Lyon wondered if it was only because he was thinking about Eirika that he could see her.

He saw her, along with Ephraim and Princess Tana, striking down the Demon King's true form. He felt Ephraim's heart break, as Tana fell from her pegasus in a shower of blood. He saw his friends eventually pick themselves up, gather their surviving allies, and begin the long walk back to Castle Rausten.

He saw the funerals of Tana, General Seth, and Marisa. He saw Innes, in his grief, accuse Ephraim of leading Tana to her death, and challenge the younger prince to a duel. He watched as Ephraim managed to end the fight in a draw by breaking both their weapons, rather than injure his rival.

He saw Eirika's baby son sleeping peacefully, and wondered with a flash of jealousy who the father was.

He saw Grado wracked by earthquakes, each one worse than the last. He saw an adolescent girl crushed by falling debris, and recognized her as the girl he had saved in Serafew, long ago. There would be no one to give back her life this time.

He saw Knoll sitting cross-legged on the shuddering ground with a Heal staff in his lap, chanting, as buildings collapsed around him. He felt the older shaman's desperation as his magic failed to stop the quakes, and his acceptance as, when he finally faltered, the dark magic he wielded began to consume him.

Lyon felt like crying, but couldn't, not anymore. But there would be tears enough, he knew.

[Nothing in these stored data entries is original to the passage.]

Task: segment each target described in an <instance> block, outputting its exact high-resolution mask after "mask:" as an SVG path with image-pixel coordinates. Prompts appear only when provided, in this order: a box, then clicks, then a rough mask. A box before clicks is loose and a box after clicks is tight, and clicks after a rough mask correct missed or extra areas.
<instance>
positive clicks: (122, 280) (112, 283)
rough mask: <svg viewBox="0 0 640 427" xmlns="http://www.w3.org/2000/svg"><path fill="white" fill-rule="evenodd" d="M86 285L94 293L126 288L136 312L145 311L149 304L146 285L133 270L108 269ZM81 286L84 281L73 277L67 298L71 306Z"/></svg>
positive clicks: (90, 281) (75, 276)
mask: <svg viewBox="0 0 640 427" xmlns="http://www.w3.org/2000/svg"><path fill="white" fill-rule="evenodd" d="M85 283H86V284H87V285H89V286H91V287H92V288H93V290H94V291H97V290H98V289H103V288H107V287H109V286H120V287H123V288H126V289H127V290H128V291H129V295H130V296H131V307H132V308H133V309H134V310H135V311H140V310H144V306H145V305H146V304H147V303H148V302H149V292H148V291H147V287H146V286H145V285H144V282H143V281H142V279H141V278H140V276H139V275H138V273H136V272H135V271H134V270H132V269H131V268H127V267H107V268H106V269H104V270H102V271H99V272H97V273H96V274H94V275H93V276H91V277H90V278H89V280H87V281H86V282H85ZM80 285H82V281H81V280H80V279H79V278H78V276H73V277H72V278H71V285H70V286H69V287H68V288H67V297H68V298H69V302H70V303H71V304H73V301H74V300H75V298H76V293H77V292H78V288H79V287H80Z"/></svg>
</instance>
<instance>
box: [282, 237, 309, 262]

He saw Renais citizens coming to the aid of Grado, saw Eirika and Ephraim, and young Prince Lyon of Renais, working in the streets alongside the peasants. Lyon wanted to cry again, but in joy this time, knowing Eirika had named her son after him.

He saw Frelia fall into turmoil, and eventually ruin, after King Hayden's brother murdered both him and Innes, and took the throne.

He saw the ambitious Republic of Carcino declare war on Rausten, and realized how much the world must have changed since his death when the theocracy was routed time and time again. L'Arachel's last stand was inspiring, but doomed nonetheless.

He saw the last Sacred Stone destroyed by another misguided fool, so much like himself, and though the Demon King was gone forever, the lesser fiends were not. He saw the mighty Renais Empire, consisting of Renais and the lands that had once been Frelia and Grado, fall to the monsters.

Lyon knew that if he wanted to, he could shut out the visions, and let himself go. But his debt to humanity required him to at least witness its slow death, a death he had brought about.

He saw mankind eventually adapt to a world filled with horrors and nightmares, and one day take back Magvel.

Only then did Lyon let go of his last tie to life, his obligation fulfilled. There was no reason to linger; everything from the life he knew was gone.

Even so, as the former prince of Grado faded away into death, he felt only peace.